Importantly, it was found that the failings identified by the study for patients without pacemakers were a result of the ECG software algorithm – not a hardware problem, said Kligfield. The pacemaker recognition issue is undergoing hardware and software redesign by the manufacturer.

"In the case of patients with pacemakers, the problem is predominantly one of not recognizing the modern pacemaker signal, which is very small in both amplitude and duration compared with the electrical signal of the heart. And, sometimes, even when the pacemaker signal is detected, it is just not interpreted correctly in terms of the overall rhythm of the heart."

"Our findings highlight the importance of current efforts to understand the clinical implication of, and to improve, these diagnostic algorithms," Kligfield said.
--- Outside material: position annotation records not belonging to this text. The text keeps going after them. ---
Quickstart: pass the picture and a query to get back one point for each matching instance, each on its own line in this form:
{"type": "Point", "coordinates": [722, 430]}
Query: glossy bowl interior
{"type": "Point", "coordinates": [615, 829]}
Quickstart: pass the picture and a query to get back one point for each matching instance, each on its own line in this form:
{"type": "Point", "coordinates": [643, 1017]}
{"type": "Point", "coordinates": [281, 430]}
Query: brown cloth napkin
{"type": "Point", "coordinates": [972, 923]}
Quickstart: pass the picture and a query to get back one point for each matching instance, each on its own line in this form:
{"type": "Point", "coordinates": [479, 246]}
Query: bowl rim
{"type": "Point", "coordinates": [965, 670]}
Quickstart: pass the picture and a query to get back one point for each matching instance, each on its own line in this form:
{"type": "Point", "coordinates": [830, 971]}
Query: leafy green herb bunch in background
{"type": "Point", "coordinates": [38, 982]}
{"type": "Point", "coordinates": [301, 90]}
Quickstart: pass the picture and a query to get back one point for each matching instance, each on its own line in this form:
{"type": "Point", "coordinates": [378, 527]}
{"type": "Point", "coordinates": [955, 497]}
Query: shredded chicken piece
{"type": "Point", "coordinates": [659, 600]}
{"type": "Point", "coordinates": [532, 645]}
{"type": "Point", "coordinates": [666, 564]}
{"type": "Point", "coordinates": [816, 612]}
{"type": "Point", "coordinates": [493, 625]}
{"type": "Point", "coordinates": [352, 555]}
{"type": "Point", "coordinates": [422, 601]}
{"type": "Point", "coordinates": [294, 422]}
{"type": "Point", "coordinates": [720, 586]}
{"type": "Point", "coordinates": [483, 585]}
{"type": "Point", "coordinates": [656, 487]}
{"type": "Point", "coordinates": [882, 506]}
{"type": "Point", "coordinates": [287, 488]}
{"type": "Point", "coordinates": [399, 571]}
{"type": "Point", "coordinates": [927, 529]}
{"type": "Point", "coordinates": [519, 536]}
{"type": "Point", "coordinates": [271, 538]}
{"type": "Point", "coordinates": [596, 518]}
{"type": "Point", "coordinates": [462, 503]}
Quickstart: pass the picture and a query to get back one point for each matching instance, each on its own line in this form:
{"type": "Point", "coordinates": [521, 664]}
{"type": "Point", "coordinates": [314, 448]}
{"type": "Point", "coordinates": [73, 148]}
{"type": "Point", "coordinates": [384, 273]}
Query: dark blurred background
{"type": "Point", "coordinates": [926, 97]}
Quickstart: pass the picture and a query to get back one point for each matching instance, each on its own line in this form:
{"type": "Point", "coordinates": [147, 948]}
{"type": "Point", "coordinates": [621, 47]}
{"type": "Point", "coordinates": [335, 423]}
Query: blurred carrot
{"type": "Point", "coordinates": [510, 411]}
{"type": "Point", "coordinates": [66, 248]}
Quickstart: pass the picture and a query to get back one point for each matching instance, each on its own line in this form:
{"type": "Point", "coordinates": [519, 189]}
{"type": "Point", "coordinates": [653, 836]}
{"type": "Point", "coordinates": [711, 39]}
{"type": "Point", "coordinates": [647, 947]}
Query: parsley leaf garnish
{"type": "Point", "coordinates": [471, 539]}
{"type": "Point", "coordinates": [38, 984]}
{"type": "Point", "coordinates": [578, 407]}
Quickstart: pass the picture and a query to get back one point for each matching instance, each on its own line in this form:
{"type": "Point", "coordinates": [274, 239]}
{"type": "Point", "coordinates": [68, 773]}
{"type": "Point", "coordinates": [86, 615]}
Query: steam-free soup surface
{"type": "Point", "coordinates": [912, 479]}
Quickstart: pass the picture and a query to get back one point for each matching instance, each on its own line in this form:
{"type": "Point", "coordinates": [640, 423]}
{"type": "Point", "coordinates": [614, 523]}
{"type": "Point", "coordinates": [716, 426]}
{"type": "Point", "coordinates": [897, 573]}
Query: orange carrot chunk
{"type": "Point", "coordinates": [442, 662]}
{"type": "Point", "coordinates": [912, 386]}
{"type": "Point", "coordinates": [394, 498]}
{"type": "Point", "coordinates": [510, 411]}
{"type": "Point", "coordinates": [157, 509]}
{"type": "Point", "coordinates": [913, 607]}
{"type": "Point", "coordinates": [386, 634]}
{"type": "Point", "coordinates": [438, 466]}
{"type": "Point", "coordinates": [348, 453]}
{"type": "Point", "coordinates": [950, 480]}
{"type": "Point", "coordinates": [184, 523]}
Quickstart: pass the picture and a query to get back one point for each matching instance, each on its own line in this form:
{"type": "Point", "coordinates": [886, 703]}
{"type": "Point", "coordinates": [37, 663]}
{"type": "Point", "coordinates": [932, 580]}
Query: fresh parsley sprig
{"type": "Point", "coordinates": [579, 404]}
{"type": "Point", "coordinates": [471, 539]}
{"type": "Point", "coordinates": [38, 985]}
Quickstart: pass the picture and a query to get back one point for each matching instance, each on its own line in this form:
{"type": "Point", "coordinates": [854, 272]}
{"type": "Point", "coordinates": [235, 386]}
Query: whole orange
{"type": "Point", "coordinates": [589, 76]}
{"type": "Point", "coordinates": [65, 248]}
While he noted that some components of the algorithm, like enhancing the pacemaker detection component, could be easily solved with existing technology, tweaking other components could have a negative affect on the entire cascade that goes into developing the computer algorithm. "The algorithm is tremendously complicated. If you think you are fixing one thing, you could be breaking something else."

The study made use of the most recent version of GE Healthcare's (Waukesha, Wisconsin) MUSE 12 SL software. All results were checked by one of two cardiologists, and all disagreements with the initial computer rhythm statement were reviewed by the second cardiologist to achieve physician consensus, which was used as the "gold standard" for rhythm diagnosis.

Half or more of U.S. hospitals and cardiologists use the GE Healthcare ECG system, Kligfield said.

"GE is aware of this situation, as well as of the current study's findings, and is actively working to improve this, as they have been all along," he said.

However, he noted that the reality is that the computer programs for all companies involved in this sector, as far as the current state of the art allows, are nearly optimized.

"The reality is these programs are honestly meant to be used as adjuncts to the cardiologist, not a substitute for the physician."

Ultimately, he said, the one big thing that could revolutionize the computer diagnosis would be the ability for the algorithms to very accurately determine what is a P wave and what is not a P wave and to relate them to the complexes around it."